【Python-ERROR】‘gbk‘ codec can‘t encode character ‘\xa0‘ or ‘\u2003‘ in position XXX

Python decodes an error when printing output

1. Error encountered

When crawling web pages through Python, I use the print function to output the content for debugging, but I always encounter characters that cannot be decoded. I have tried various methods to no avail. The error code is as follows:

‘gbk’ codec can’t encode character ‘\xa0’ in position 8186: illegal multibyte sequence
‘gbk’ codec can’t encode character ‘\u2003’ in position 7254: illegal multibyte sequence

2. Solutions

1. There is "\xa0" in the extracted information, and it cannot be removed.
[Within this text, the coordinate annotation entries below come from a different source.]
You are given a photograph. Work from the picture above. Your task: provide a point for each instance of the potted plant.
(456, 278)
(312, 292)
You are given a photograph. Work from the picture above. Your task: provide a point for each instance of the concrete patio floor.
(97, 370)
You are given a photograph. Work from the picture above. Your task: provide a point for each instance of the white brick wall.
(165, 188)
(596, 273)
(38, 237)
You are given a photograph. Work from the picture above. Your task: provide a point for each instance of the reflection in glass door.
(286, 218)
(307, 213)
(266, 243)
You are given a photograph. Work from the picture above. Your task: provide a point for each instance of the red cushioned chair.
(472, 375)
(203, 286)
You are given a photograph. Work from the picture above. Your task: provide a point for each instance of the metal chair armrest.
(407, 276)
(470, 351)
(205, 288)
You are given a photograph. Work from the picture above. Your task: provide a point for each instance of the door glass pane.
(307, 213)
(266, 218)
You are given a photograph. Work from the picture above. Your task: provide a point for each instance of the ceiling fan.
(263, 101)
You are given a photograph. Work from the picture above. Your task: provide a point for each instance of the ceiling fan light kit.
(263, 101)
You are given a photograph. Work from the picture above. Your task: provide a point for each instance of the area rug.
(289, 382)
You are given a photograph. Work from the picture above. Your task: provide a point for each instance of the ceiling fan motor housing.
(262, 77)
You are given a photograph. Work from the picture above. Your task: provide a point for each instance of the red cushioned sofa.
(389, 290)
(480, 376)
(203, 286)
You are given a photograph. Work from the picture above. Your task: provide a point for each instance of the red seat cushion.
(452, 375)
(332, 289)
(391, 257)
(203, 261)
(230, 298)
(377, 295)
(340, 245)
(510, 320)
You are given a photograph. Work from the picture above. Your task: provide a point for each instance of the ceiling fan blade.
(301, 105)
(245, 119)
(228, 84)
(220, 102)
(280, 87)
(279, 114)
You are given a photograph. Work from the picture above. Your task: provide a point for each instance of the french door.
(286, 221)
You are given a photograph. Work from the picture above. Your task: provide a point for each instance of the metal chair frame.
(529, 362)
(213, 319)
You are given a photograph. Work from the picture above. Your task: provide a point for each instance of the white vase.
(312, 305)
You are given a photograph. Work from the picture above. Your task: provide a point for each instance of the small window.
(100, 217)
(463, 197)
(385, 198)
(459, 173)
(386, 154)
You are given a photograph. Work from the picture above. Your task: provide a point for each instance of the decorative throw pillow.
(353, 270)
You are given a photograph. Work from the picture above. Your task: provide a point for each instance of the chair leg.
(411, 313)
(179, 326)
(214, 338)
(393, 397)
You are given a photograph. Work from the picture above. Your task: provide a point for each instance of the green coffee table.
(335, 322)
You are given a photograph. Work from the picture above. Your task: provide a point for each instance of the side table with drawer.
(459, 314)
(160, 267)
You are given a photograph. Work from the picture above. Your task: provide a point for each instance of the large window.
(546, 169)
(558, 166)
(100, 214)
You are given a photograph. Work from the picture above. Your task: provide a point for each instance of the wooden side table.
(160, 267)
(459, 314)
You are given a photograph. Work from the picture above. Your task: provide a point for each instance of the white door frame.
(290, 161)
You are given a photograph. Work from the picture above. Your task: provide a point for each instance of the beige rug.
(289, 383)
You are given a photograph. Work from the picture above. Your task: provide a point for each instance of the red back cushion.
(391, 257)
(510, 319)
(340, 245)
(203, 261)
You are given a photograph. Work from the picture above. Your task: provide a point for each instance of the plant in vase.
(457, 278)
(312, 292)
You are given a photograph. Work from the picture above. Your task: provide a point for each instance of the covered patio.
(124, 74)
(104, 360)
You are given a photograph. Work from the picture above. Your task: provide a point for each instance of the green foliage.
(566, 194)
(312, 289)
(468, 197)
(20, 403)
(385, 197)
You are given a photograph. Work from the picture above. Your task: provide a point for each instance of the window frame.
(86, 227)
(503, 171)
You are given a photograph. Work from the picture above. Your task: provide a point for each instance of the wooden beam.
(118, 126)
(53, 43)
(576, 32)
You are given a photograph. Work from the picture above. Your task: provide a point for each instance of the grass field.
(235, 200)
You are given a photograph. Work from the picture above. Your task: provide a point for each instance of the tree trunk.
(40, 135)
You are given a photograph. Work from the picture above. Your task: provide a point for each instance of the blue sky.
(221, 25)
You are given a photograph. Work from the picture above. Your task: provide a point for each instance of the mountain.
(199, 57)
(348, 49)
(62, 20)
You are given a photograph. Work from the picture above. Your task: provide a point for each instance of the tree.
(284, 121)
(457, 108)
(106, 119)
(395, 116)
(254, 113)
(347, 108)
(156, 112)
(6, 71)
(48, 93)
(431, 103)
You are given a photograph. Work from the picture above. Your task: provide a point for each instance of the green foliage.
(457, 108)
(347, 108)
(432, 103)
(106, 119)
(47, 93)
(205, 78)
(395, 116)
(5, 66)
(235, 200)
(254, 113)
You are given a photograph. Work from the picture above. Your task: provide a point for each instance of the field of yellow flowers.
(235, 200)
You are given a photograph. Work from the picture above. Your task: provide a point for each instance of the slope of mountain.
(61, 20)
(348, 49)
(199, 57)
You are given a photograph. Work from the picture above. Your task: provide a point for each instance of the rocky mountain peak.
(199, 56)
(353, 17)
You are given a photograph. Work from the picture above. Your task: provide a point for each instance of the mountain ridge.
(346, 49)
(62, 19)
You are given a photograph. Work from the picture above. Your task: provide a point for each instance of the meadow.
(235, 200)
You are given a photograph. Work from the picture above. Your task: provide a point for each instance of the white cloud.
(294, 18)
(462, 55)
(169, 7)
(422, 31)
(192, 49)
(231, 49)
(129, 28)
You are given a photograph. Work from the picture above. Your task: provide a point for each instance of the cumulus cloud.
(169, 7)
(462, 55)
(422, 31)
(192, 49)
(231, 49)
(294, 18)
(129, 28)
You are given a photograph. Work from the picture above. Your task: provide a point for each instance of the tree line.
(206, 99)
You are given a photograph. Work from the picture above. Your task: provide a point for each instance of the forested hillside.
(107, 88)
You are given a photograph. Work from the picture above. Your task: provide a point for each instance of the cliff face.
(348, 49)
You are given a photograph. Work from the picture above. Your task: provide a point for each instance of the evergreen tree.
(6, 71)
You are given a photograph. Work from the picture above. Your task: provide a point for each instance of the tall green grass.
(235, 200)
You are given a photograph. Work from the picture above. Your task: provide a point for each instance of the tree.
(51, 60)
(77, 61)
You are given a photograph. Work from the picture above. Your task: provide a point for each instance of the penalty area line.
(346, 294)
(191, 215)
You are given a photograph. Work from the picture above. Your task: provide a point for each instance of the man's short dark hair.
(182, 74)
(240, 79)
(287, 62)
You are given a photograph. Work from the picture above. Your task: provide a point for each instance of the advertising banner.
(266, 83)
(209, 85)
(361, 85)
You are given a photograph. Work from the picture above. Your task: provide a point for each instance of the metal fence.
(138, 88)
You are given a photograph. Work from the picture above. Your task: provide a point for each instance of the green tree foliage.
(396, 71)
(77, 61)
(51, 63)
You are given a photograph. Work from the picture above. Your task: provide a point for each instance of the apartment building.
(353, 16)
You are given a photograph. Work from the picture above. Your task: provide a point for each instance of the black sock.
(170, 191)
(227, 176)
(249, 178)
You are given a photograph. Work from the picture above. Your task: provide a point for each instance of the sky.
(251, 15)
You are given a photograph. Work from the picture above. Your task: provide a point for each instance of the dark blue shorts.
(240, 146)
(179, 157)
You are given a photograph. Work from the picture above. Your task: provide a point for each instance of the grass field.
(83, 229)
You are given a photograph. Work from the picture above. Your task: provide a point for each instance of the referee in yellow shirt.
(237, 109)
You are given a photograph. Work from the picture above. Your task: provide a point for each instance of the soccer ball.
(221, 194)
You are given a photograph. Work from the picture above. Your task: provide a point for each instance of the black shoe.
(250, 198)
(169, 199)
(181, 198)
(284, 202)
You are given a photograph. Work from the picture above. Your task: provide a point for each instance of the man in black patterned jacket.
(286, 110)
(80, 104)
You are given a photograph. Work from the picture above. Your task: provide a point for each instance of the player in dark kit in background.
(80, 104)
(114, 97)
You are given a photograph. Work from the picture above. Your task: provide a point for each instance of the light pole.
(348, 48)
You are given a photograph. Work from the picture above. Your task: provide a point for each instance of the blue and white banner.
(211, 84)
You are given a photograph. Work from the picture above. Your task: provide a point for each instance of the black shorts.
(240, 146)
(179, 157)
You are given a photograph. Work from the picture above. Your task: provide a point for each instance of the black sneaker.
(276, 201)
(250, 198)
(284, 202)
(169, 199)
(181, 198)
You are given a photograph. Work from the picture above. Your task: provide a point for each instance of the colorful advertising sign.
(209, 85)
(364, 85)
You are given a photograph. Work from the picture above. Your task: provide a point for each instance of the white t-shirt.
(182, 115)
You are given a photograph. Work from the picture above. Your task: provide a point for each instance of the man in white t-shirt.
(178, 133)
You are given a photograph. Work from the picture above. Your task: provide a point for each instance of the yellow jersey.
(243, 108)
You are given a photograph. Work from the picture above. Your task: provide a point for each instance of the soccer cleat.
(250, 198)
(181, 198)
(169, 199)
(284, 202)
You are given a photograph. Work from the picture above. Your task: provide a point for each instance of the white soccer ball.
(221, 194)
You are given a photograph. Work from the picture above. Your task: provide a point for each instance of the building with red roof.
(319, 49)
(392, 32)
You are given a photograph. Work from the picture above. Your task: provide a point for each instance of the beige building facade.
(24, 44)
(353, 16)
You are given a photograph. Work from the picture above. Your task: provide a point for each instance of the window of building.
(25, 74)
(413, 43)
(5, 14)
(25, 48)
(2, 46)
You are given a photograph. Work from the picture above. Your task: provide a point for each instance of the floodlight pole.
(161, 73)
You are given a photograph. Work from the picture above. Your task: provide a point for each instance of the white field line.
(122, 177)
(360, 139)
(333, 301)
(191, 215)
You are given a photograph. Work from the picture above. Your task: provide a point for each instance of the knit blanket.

After consulting the relevant information, it is found that this character represents a space.

\xa0 is a non-breaking space character The space  
we usually use is \x20, which is in the range of standard ASCII visible characters 0x20~0x7e. And \xa0 belongs to the extended character set character in latin1 (ISO/IEC_8859-1), which represents the blank character nbsp (non-breaking space). The latin1 character set is backward compatible with ASCII ( 0x20~0x7e ).

You can use the translate method, split() to solve, and you can also replace \t \n characters, take split() as an example:

>>> s
'T-shirt\xa0\xa0短袖圆领衫,体恤衫\xa0'
>>> out = "".join(s.split())
>>> out
'T-shirt短袖圆领衫,体恤衫'

2. There is '\u2003' in the extracted information, which can also be solved by adding the following code at the beginning of the code:

import sys
import io
sys.stdout = io.TextIOWrapper(sys.stdout.buffer,encoding='gb18030')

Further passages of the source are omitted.